Hill R N, Erdreich L S, Paynter O E, Roberts P A, Rosenthal S L, Wilkinson C F
Office of Pesticides and Toxic Substances, U.S. Environmental Protection Agency, Washington, D.C. 20460.
Fundam Appl Toxicol. 1989 May;12(4):629-97.

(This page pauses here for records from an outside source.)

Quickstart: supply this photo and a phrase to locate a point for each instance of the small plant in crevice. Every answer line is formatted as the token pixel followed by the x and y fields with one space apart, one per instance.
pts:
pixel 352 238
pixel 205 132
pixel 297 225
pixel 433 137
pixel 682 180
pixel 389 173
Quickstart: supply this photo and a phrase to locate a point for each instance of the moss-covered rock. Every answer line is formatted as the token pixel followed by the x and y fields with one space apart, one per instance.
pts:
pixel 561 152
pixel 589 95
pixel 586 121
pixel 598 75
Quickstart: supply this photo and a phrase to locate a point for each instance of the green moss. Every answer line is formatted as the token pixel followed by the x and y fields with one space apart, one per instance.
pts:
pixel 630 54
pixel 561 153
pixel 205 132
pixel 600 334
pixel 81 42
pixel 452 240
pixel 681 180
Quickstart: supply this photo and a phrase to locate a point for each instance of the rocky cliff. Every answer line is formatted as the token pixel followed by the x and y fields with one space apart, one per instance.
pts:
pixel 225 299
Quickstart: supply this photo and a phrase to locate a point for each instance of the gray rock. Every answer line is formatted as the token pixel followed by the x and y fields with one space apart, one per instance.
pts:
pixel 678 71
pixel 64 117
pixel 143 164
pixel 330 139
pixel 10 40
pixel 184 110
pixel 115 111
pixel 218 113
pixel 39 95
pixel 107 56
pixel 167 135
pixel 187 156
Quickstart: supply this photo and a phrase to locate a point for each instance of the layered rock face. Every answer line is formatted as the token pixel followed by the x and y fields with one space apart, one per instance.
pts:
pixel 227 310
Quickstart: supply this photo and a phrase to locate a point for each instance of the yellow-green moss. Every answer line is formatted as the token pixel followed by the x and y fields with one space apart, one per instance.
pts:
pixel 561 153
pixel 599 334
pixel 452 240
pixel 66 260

Ample information in experimental animals indicates a relationship between inhibition of thyroid-pituitary homeostasis and the developmental thyroid follicular cell neoplasms. This is generally the case when there are long-term reductions in circulating thyroid hormones which have triggered increases in circulating thyroid stimulating hormone. Such hormonal derangements leading to neoplasms have been produced by different regimens, including dietary iodide deficiency, subtotal thyroidectomy, and administration of natural and xenobiotic chemical substances. The carcinogenic process proceeds through a number of stages, including follicular cell hypertrophy, hyperplasia, and benign and sometimes malignant neoplasms. Given the interrelationship between the thyroid and pituitary glands, conditions that result in stimulation of the thyroid can also result in stimulation of the pituitary, with the development of hyperplastic and neoplastic changes. The progression of events leading to thyroid (and pituitary) neoplasms can be reversed under certain circumstances be reestablishing thyroid-pituitary homeostasis. Most chemicals that have induced follicular cell tumors seem to operate through inhibition of the synthesis of thyroid hormone or an increase in their degradation and removal. For some of these compounds, it appears that genotoxic reactions may not be playing a dominant role in the carcinogenic process. A seemingly small group of thyroid carcinogens seems to lack influence on thyroid-pituitary status and may in part be operating via their genotoxic potential. In contrast with the well-established relationship between thyroid-pituitary derangement and follicular cell neoplasms in animals, the state of information in humans is much less certain. At this time, ionizing radiation is the only acknowledged human thyroid carcinogen, a finding well established in experimental systems as well. Although humans respond to goitrogenic stimuli as do animals, with the development of cellular hypertrophy, hyperplasia, and under certain circumstances nodular lesions, disagreement exists as to whether malignant transformation occurs in any predictable manner. It would seem that if humans develop thyroid tumors following long-term derangement in thyroid-pituitary status, they may be less sensitive than the commonly used animal models.
实验动物的大量信息表明,甲状腺 - 垂体稳态的抑制与甲状腺滤泡细胞发育性肿瘤之间存在关联。当循环甲状腺激素长期减少,从而引发循环促甲状腺激素增加时,通常会出现这种情况。不同的方案,包括饮食碘缺乏、甲状腺次全切除术以及天然和外源性化学物质的给药,都已导致这种导致肿瘤的激素紊乱。致癌过程会经历多个阶段,包括滤泡细胞肥大、增生以及良性甚至有时是恶性肿瘤。鉴于甲状腺和垂体之间的相互关系,导致甲状腺受到刺激的情况也可能导致垂体受到刺激,并出现增生性和肿瘤性变化。在某些情况下,通过重新建立甲状腺 - 垂体稳态,导致甲状腺(和垂体)肿瘤的事件进展可以逆转。大多数诱发滤泡细胞肿瘤的化学物质似乎是通过抑制甲状腺激素的合成或增加其降解和清除来起作用的。对于其中一些化合物,遗传毒性反应似乎在致癌过程中并不起主导作用。一小部分甲状腺致癌物似乎对甲状腺 - 垂体状态没有影响,可能部分是通过其遗传毒性潜力起作用的。与动物中甲状腺 - 垂体紊乱与滤泡细胞肿瘤之间已明确的关系形成对比的是,人类的相关信息状况要不确定得多。目前,电离辐射是唯一被认可的人类甲状腺致癌物,这一发现在实验系统中也已得到充分证实。尽管人类与动物一样对致甲状腺肿刺激有反应,会出现细胞肥大、增生,在某些情况下还会出现结节性病变,但对于是否会以任何可预测的方式发生恶性转化仍存在分歧。似乎如果人类在甲状腺 - 垂体状态长期紊乱后发生甲状腺肿瘤,他们可能比常用的动物模型更不敏感。